Does Therapeutic Hypothermia Cause Stent Thrombosis?
Abstract & Commentary
By Andrew J. Boyle, MBBS, PhD, Assistant Professor of Medicine, Interventional Cardiology, University of California, San Francisco.
Source: Penela D, et al. Hypothermia in acute coronary syndrome: Brain salvage versus stent thrombosis? J Am Coll Cardiol 2013;61:686-687.
Therapeutic hypothermia (THT) in survivors of cardiac arrest due to shockable rhythm is associated with improved neurological outcomes. Acute coronary syndromes (ACS) are frequently the cause of cardiac arrest, and these patients often undergo percutaneous coronary intervention (PCI) during the index hospitalization. THT may be associated with alterations in the coagulation system, which poses a risk to patients following PCI. In this study, Penela and colleagues present retrospective data on patients surviving cardiac arrest treated with THT at their hospital.
Over a 2-year period, 28 patients surviving out-of-hospital cardiac arrest with initial ventricular fibrillation were treated with THT. They administered saline at 4° Celsius, 30 mL/kg over 30 minutes starting in the emergency room. Once in the intensive care unit, they used the Arctic Sun device to maintain body temperature at 33° for 24 hours, followed by slow rewarming. Coronary angiography was performed in 18 patients (65%), of whom 15 had a final diagnosis of ACS. Ten of these patients had ST elevation myocardial infarction (STEMI) and PCI was performed in 11 patients, with a mean door-to-balloon time of 78 ± 39 minutes.
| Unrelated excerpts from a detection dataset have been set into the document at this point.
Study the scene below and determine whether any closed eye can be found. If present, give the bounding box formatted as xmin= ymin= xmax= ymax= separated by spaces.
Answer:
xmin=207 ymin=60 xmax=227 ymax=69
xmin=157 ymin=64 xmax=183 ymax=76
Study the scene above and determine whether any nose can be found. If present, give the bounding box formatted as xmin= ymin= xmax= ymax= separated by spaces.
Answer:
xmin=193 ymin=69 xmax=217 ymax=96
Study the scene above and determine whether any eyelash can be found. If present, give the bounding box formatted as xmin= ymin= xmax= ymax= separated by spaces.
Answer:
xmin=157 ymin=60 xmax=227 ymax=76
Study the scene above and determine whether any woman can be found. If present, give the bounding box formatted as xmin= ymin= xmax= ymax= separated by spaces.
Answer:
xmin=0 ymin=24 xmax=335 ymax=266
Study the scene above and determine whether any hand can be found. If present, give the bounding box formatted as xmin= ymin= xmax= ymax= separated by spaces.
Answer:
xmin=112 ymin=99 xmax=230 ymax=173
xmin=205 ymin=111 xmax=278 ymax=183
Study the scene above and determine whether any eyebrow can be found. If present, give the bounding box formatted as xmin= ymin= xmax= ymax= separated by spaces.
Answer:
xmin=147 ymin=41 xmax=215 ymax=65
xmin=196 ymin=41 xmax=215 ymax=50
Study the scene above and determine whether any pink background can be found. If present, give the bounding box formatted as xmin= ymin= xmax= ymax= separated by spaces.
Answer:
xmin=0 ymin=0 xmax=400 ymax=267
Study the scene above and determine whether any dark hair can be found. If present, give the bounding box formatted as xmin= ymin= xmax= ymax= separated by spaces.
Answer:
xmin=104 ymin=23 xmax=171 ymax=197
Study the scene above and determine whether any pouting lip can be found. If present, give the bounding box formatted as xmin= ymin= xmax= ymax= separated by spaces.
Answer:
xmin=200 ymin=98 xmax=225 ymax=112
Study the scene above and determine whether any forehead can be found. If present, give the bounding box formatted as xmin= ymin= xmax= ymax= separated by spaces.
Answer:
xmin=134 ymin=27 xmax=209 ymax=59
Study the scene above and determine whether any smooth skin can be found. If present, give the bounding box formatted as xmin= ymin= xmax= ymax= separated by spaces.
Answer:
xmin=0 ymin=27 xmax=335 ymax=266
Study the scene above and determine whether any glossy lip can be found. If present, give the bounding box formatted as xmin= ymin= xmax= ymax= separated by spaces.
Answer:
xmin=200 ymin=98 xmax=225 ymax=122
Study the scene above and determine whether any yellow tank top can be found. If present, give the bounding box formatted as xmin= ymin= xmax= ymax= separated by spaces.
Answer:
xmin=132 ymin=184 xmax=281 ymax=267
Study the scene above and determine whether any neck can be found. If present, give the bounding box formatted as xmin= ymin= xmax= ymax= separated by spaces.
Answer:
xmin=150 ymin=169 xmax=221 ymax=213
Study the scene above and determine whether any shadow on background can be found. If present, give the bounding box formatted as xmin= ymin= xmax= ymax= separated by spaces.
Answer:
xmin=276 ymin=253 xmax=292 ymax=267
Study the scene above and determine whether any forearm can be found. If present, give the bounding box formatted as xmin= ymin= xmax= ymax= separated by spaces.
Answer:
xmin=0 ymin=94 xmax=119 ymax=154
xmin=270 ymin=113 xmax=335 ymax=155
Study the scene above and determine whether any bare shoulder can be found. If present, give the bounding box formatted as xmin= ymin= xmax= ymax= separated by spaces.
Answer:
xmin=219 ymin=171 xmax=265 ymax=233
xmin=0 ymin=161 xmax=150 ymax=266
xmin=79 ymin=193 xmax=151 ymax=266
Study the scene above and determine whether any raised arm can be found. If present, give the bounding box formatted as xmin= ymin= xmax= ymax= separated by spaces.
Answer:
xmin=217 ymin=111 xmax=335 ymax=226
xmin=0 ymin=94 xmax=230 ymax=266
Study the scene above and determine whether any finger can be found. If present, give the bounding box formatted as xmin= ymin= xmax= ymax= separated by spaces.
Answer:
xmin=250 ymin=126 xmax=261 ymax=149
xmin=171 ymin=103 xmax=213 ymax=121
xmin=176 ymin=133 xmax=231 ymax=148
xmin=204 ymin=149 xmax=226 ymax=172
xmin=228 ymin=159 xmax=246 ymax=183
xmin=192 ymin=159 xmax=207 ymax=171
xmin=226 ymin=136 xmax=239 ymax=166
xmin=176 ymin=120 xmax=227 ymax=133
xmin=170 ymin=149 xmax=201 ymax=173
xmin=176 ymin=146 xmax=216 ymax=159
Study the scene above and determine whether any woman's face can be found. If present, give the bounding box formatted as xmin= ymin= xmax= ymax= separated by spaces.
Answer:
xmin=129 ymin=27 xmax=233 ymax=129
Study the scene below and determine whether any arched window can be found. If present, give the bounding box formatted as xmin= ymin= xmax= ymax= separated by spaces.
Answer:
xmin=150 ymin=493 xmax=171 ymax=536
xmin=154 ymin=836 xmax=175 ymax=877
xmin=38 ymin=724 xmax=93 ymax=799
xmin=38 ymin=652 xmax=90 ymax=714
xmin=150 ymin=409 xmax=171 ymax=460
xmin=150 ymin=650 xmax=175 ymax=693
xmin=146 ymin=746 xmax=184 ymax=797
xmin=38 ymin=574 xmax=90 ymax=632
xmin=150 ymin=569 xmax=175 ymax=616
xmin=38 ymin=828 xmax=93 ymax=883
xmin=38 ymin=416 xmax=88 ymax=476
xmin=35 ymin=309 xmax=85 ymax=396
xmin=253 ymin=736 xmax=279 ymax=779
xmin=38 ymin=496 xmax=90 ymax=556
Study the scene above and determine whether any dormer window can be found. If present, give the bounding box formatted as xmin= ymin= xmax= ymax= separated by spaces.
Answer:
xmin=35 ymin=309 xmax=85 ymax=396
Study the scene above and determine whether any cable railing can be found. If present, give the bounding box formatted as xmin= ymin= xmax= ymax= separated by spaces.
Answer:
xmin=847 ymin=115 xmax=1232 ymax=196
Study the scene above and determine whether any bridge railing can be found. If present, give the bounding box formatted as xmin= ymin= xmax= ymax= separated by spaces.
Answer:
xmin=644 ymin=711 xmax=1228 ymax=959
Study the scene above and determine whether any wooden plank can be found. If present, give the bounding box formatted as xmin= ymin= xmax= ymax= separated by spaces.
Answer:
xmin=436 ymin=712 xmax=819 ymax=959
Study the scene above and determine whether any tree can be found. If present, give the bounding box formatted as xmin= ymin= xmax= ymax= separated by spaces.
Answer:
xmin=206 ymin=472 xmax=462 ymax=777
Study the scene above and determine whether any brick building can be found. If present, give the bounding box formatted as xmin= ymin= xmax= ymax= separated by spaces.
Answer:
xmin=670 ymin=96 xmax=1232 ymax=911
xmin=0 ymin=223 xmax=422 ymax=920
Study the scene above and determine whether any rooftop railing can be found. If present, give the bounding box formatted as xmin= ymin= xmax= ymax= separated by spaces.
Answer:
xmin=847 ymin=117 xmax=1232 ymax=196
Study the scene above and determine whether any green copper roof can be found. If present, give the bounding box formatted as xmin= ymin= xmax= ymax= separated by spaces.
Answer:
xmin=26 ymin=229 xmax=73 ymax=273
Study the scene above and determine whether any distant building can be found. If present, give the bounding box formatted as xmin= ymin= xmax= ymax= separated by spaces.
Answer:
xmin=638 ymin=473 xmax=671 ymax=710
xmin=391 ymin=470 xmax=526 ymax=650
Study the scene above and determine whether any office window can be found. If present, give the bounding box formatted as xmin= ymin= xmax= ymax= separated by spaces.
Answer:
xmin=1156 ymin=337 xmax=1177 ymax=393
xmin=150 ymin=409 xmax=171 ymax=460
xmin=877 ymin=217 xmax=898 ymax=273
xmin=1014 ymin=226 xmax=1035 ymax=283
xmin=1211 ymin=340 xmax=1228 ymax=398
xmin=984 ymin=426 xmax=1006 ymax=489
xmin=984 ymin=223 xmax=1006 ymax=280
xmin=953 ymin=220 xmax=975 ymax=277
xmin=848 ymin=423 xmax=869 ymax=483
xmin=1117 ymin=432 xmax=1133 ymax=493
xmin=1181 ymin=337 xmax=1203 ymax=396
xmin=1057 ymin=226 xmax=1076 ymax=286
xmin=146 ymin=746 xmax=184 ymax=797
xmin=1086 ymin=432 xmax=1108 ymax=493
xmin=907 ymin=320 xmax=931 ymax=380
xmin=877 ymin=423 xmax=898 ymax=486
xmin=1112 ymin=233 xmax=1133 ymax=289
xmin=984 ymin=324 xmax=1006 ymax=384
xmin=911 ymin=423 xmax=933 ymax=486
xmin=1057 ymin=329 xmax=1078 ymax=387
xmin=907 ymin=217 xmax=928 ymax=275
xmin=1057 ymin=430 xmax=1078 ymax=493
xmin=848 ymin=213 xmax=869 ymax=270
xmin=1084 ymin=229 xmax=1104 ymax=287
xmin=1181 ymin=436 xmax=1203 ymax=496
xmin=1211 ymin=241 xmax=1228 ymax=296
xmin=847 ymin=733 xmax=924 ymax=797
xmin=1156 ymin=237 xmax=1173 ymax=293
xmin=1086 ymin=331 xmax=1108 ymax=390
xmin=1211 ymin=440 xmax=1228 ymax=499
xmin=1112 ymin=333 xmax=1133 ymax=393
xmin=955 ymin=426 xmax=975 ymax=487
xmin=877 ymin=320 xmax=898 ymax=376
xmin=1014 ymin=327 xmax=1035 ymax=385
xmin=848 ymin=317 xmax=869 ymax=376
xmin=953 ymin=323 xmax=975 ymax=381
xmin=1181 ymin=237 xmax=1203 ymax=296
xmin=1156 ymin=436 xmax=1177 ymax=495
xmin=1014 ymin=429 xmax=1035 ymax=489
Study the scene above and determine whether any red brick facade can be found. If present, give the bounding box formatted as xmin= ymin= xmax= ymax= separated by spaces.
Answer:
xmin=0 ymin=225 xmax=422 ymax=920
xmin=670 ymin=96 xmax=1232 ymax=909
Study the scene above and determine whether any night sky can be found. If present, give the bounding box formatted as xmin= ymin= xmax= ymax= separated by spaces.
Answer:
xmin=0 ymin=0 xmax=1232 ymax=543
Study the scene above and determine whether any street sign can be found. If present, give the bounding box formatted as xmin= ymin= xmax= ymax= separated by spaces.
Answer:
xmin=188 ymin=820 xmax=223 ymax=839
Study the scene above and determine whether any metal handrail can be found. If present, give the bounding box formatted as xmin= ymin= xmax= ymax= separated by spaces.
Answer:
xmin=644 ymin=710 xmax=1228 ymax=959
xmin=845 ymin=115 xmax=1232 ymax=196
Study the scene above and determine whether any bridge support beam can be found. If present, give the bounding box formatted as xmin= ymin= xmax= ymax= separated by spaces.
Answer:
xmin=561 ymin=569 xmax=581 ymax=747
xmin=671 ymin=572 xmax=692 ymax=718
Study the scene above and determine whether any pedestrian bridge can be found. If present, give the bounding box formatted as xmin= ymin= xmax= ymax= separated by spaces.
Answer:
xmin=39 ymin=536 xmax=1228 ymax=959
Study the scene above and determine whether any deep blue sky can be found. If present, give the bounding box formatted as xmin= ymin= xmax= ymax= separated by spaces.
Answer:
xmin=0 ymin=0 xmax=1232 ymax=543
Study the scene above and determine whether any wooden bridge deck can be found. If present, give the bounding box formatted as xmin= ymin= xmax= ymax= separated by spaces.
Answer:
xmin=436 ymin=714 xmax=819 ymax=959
All patients undergoing PCI received intravenous heparin and guideline-based antiplatelet therapy: clopidogrel 600 mg loading dose and aspirin 300-500 mg loading dose followed by standard maintenance regimens. Definite stent thrombosis occurred in five patients (31.2%); acute in one patient and subacute in four patients. Four of these occurred in bare-metal stents, and all occurred in patients who had originally presented with ST elevation. Four were diagnosed angiographically and one at autopsy. The mean time from primary PCI to thrombotic event was 174 ± 146 hours (range, 8-376 hours). In addition, two patients had a thrombotic complication that was not related to PCI: one patient had a pulmonary embolism and another patient had a deep vein thrombosis, both occurring before discharge. There were no bleeding complications. During the same period, the authors’ institution performed 2737 PCI procedures, of which 42% were primary PCI. The rate of definite stent thrombosis during that period was 0.44% in patients without THT and 0.7% in patients undergoing primary PCI. The authors conclude that THT is associated with a disturbingly high number of cases of stent thrombosis, despite guideline-based antithrombotic therapy, and that new research is needed to determine the cause of these episodes, as well as the optimal antithrombotic therapy in these patients.
Patients suffering out-of-hospital cardiac arrest have a poor prognosis. THT has been shown to improve their neurologic prognosis, but a definite effect on the heart has not been shown. In this study, Penela and colleagues present a single-center, retrospective experience of patients who present after surviving out-of-hospital cardiac arrest and an initial shockable rhythm. Despite being a high-volume PCI center, the numbers are small. The actual number of patients having definite stent thrombosis was only five. We are not told how many patients fulfilled criteria for probable or possible stent thrombosis. However, despite the small absolute numbers, the proportion of patients after THT suffering stent thrombosis compared to primary PCI patients not treated with THT is alarming (31% vs 0.7%). The stent thrombosis cases occurred from 8 hours to 16 days post PCI. The cause is not likely to be a mechanical or technical problem in such a high-volume center whose stent thrombosis rates in other cases are consistent with prior published data. The authors suggest that this could be due to an effect of hypothermia on platelet aggregation, which may explain the early stent thrombosis. Why, then, would stent thrombosis occur up to 16 days later when all the platelets exposed to THT are likely to have been replaced by normal turnover (circulating life of platelets is around 1 week)? That is not so easily explained. Perhaps there is an effect on the fibrinolytic or thrombosis pathways independent of the platelet. This may also explain the occurrence of deep venous thrombosis and pulmonary embolism in two patients. Regardless of the cause, the signal from this study suggests that these patients are at very high risk of stent thrombosis. These data should be validated in larger cohorts. Until that time, we should be vigilant for stent thrombosis and make every attempt to use meticulous procedural technique and optimal anticoagulant and anti-platelet therapy in these patients.